In my previous post, I introduced how Ethereum users can login by signing a challenge with their Ethereum private key. Now to publish a signed data point, Ethereum users can similarly produce a signature for each data point and send this signature along with the actual message content.

Publishing signed data points can be done easily with either the JavaScript library or the Java library, which are the first libraries to support this new feature. In the default publishWithSignature:'auto' mode the client will publish signed data points if an Ethereum private key is provided.

const client = new StreamrClient({
auth: {
privateKey: ‘YOUR-PRIVATE-KEY’,
},
publishWithSignature: ‘auto’ // or ‘always’ or ‘never’
})

Each data point has several fields that need to be signed:

  • The stream ID on which the data is published
  • The timestamp/sequence number for the data point ordering
  • The publisher ID that published the data
  • The reference to the previous data point
  • The data itself

If one of these fields is not part of the payload to sign, the scheme would not resist against replay attacks. For example, assume the stream ID is not part of the signed payload. In this case an attacker could eavesdrop data points published on stream 1 and re-publish them on stream 2. The signature would be the same and still be considered valid. So for every signed data point, all these fields are used to compute the signature. This ensures that no replay attack is possible because the combination of these fields uniquely identifies the data point over time across all streams and all publishers.

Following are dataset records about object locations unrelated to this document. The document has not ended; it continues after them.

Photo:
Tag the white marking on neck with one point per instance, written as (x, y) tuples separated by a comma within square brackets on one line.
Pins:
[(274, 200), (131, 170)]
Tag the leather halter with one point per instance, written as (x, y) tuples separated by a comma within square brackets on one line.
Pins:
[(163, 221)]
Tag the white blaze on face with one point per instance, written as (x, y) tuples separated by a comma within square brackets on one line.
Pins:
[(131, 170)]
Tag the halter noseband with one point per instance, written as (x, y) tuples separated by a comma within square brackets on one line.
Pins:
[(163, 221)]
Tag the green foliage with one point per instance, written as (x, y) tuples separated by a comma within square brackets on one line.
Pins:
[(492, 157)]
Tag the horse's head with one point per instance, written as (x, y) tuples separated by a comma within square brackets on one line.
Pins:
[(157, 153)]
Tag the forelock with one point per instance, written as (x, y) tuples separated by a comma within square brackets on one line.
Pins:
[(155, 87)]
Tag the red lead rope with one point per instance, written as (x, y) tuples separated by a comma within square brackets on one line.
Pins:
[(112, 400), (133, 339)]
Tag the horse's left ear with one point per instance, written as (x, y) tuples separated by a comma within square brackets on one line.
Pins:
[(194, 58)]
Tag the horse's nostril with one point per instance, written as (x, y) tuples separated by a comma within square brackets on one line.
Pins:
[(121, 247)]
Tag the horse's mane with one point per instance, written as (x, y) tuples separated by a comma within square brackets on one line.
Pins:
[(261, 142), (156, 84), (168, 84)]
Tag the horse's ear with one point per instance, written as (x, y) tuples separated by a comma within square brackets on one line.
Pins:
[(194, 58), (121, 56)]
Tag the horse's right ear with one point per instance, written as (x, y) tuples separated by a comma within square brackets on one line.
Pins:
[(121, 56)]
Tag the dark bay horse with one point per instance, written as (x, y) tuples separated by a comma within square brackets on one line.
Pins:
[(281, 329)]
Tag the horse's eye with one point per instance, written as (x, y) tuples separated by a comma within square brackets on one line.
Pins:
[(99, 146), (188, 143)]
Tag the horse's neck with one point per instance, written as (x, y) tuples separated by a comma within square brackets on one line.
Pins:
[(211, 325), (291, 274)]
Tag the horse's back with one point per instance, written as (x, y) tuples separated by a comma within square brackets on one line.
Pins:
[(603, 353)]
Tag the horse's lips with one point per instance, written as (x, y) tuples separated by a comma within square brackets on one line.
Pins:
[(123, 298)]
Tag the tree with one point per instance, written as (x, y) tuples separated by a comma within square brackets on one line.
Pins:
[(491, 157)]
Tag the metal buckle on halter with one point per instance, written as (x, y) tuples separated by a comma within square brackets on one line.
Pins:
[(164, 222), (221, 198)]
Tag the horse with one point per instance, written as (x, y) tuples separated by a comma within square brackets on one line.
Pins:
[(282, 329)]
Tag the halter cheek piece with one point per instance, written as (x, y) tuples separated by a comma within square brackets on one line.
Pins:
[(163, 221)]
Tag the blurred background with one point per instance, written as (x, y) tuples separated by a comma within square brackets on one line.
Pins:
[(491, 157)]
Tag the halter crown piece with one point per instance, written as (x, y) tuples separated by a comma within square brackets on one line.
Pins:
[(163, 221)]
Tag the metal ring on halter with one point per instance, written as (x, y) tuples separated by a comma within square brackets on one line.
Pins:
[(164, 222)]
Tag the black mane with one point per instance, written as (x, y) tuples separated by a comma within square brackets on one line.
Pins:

Verifying a data point’s signature

On the consumer side, data subscribers can now receive signed or unsigned data points and they will need to decide when to accept/reject them. The JavaScript library and the Java library implement this feature.

In the default 'auto' mode, signed data points are accepted only after signature verification. To know if an unsigned data point was supposed to be signed, the subscriber requests the stream’s metadata from the Streamr API to know if data points on that particular stream are supposed to be signed. If it is the case, the subscriber expects a signature to be present and rejects any unsigned data points.

const client = new StreamrClient({
verifySignatures: 'auto' // or 'always' or 'never'
})

Now to verify a signature, the subscriber can recover the Ethereum address corresponding to the private key that signed it (thanks to the EC recover operation) and request the set of trusted publishers for that stream from the Streamr API. If the recovered address is part of the set, the signature is considered valid.

Does signing impact performance?

As long as time to compute/verify the signature doesn’t exceed the interval between two data points published/consumed, then data points can still be published/consumed at the same rate. But if an IoT sensor publishes thousands of data points per second, signing each one of them can be an issue because the sensor might not have time to compute the signature before the next data point needs to be published. In this case, data points to be published will get temporarily stored in a buffer whose size will grow indefinitely until a capacity overflow occurs.

We ran tests that showed that a MacBook Pro 2018 can compute about 1200 signatures per second on one core. While this should be enough for almost every stream, we designed another scheme in case of very high production rates: The data points could be grouped in batches and the publisher only computes one signature per batch. The downside is that subscribers need to wait to receive the whole batch before being able to verify the signature. We might implement this scheme in the future if there is demand for it.

A step towards decentralization

With data signing, subscribers don’t need to trust the network anymore to be convinced of the authenticity and integrity of the data points they consume. As intermediate nodes cannot be trusted, this signing scheme will be especially important in the Streamr P2P Network as it starts to decentralize. Now that we have authenticity and integrity, in the next blog post, we will tackle data confidentiality with multicast encryption.

--

--